しかし、まったく抵抗をする気配のない亜美に対し、高橋が急に怪しんだ。

「おまえ、保険屋かそれともサツになんか言われたのか?」
ナース服の上着のボタンをひとつひとつ外し始める死神男の前で、ドシンと構えた高橋が低い声で亜美にそう聞いて来た。そのドスの利いた低音は微かに亜美の子宮に響いていた。

「なんの事か・・・わかりません・・・」
眉を八の字にしながらブルブルと顔を横に振る亜美に、高橋は「それにしてもオマエ、可愛い顔してんな・・・」と、亜美の生太ももの上にピタン!と手を置いた。高橋のその手はまるでグローブのように大きくゴリラのようにゴツかった。

「保険屋のスパイじゃねぇっつー証拠はあんの?」
死神男が亜美の髪の毛をサラサラとさせながらタバコ臭い息を亜美の横っ面に吹きかけた。
「・・・証拠と言われても・・・」
意味不明な難癖に、亜美の膝は再びガクガクと震え始めた。

「兄貴、いいかい?」
死神男が高橋にアイコンタクトを取りながらそう呟いた。
「いいけど、騒がせるなよ。今、この病院を追い出されちまったらシノギになんねぇからな」
高橋がそう言うと、死神男は「っつー事だから、ギャアギャアと騒ぐんじゃねぇぞ糞ガキ」と亜美に言いながら、ズボンのベルトをカチャカチャと言わせながら外しはじめた。

その死神男の動作に、亜美の震えは足から肩へと連鎖し、次第に体全体をガタガタと震わせて行った。

死神男が、ズボンの中から以上に長いペニスをビローンと飛び出させた。
それは異常に白く、そして異常に亀頭がピンクに輝いていた。

「スパイじゃねぇっつうー証拠に、これ舐めてみろ」
死神男は、まったく理不尽な理由をつけ、亜美にフェラチオをさせる気だった。

固まったままの亜美に高橋が「早いとこ、とっとと終わらせちまえよ、ここでガタガタするよりもそのほうが身の為だぞ」と、言いながら、二つのベッドを仕切るカーテンをシャーッと閉めてしまった。

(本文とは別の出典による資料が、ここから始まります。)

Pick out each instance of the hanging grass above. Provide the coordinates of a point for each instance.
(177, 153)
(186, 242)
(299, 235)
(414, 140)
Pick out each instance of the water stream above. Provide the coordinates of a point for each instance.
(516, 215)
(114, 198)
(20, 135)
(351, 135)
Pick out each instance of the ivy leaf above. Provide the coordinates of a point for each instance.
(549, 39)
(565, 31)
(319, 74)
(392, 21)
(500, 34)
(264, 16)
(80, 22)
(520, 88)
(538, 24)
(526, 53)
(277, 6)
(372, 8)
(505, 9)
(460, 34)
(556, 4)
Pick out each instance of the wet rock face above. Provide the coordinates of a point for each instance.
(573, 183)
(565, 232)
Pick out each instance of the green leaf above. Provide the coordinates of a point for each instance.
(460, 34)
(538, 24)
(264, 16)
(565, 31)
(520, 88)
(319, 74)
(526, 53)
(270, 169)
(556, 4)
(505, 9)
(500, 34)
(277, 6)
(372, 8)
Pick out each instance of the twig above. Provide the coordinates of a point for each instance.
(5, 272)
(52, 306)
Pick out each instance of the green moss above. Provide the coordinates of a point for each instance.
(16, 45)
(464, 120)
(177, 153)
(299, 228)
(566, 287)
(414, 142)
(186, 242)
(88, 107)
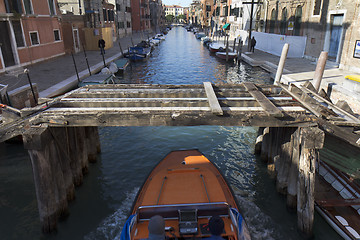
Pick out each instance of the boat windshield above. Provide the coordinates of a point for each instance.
(203, 210)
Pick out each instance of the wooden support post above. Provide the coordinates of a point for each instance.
(74, 159)
(82, 149)
(239, 51)
(265, 144)
(93, 143)
(291, 197)
(48, 176)
(227, 49)
(281, 65)
(311, 139)
(284, 162)
(59, 135)
(259, 140)
(319, 71)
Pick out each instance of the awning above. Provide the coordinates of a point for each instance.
(226, 26)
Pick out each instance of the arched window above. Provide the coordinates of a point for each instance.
(283, 24)
(297, 23)
(272, 21)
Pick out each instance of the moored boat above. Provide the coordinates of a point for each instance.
(337, 199)
(215, 46)
(186, 189)
(230, 55)
(138, 53)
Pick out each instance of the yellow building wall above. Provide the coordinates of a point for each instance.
(93, 35)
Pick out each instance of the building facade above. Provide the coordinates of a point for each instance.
(328, 25)
(123, 17)
(140, 15)
(30, 32)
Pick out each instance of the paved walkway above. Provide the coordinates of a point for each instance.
(58, 75)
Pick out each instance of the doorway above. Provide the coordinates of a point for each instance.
(336, 30)
(5, 45)
(76, 40)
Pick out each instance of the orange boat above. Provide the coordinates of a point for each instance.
(186, 189)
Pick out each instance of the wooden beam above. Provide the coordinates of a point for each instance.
(212, 99)
(337, 202)
(264, 102)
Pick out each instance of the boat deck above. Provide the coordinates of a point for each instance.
(334, 196)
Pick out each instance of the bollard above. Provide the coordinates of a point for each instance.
(319, 71)
(30, 83)
(77, 74)
(281, 64)
(122, 53)
(87, 62)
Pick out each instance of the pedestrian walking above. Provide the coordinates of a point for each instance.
(102, 46)
(252, 44)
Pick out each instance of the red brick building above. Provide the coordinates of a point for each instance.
(140, 16)
(30, 32)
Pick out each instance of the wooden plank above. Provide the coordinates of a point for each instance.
(171, 109)
(116, 99)
(309, 107)
(212, 99)
(338, 202)
(332, 106)
(264, 102)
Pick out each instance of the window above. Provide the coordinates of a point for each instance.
(18, 34)
(34, 38)
(13, 6)
(283, 24)
(56, 35)
(52, 7)
(297, 23)
(272, 21)
(317, 7)
(28, 7)
(105, 14)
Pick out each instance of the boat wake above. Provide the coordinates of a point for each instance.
(110, 227)
(260, 225)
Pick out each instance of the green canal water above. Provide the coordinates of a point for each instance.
(129, 153)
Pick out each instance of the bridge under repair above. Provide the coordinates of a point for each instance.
(61, 134)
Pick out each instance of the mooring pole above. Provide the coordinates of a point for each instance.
(122, 53)
(319, 71)
(32, 89)
(281, 65)
(77, 74)
(311, 140)
(102, 53)
(87, 62)
(227, 48)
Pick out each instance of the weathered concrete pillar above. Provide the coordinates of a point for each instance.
(291, 197)
(265, 144)
(82, 152)
(284, 162)
(75, 164)
(311, 139)
(93, 143)
(60, 137)
(49, 181)
(259, 140)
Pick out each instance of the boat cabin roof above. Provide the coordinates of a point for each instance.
(203, 210)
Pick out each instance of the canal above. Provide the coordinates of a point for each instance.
(129, 153)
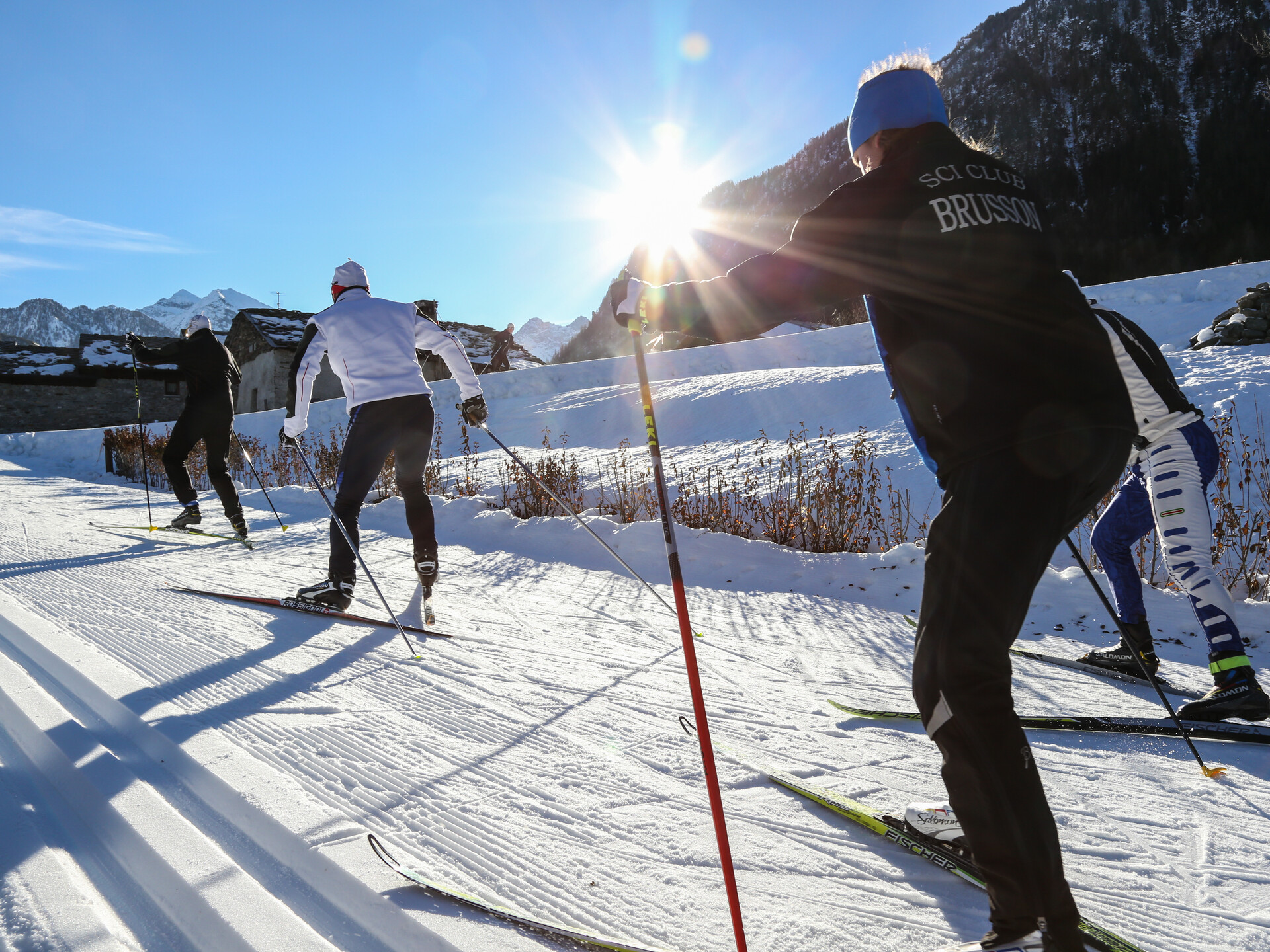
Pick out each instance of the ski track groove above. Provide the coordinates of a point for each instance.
(501, 776)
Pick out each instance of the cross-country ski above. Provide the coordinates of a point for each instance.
(299, 604)
(409, 414)
(181, 531)
(1159, 728)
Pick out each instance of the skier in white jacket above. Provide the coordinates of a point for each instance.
(372, 346)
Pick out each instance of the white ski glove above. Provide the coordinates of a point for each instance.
(624, 298)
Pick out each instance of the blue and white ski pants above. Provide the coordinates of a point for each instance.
(1167, 491)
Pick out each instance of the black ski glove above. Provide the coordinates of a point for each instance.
(624, 298)
(474, 411)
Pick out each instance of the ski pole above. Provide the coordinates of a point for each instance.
(1208, 771)
(690, 654)
(581, 521)
(259, 481)
(313, 476)
(142, 436)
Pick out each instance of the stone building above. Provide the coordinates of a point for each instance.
(263, 342)
(78, 387)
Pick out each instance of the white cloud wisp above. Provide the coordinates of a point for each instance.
(36, 226)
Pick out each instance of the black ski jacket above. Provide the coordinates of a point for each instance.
(984, 339)
(1159, 404)
(210, 370)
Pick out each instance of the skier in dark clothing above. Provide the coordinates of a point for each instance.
(503, 342)
(211, 375)
(1166, 489)
(1011, 393)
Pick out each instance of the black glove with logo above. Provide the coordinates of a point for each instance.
(474, 411)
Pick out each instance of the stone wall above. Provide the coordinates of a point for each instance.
(105, 403)
(269, 375)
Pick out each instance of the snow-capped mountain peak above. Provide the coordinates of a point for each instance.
(545, 340)
(219, 306)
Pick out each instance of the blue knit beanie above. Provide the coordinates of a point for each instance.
(900, 99)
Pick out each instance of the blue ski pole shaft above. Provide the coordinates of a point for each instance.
(356, 553)
(142, 436)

カーテンを引かれ完全に密室となったベッドの上で死神男はまた「ひひひひ」と気味の悪い笑い声を出した。
死神男は亜美の上着の中に手を押し込み、亜美の小ぶりの胸を乱暴に揉みながらペニスをシコシコとシゴいていた。
ペニスがシゴかれる度に、ピンクの亀頭と真っ白の竿の間で、ネチャネチャと白いチンカスが糸を引いていた。

「ほれ、早くしゃぶってくれ」
死神男が亜美の頭を片手で押さえ込み、自分のペニスに亜美の顔を強引に近づけた。
とたんにペニスから饐えた臭いが漂い、亜美の鼻を刺激した。

ここは抵抗せずにさっさとこの死神男をイカせてしまったほうがいい。高橋はそれからだ、と、咄嗟に思った亜美は、わざと観念したかのように振る舞い、顔に押し付けられる長いペニスを徐々に口の中に入れて行ったのだった。

「そうだそうだ・・・もっと奥まで入れろ・・・」
死神男はそう言いながらベッドに横たわる。
亜美はペニスを根元まで喰わえてしまうと、唇をキュッと閉めながら、今度はペニスの先に向かって頭を引いた。
それをリズミカルに繰り返す。
カーテンで仕切られた密室の中で、ジュボジュボっという卑猥な音が響き始めたのだった。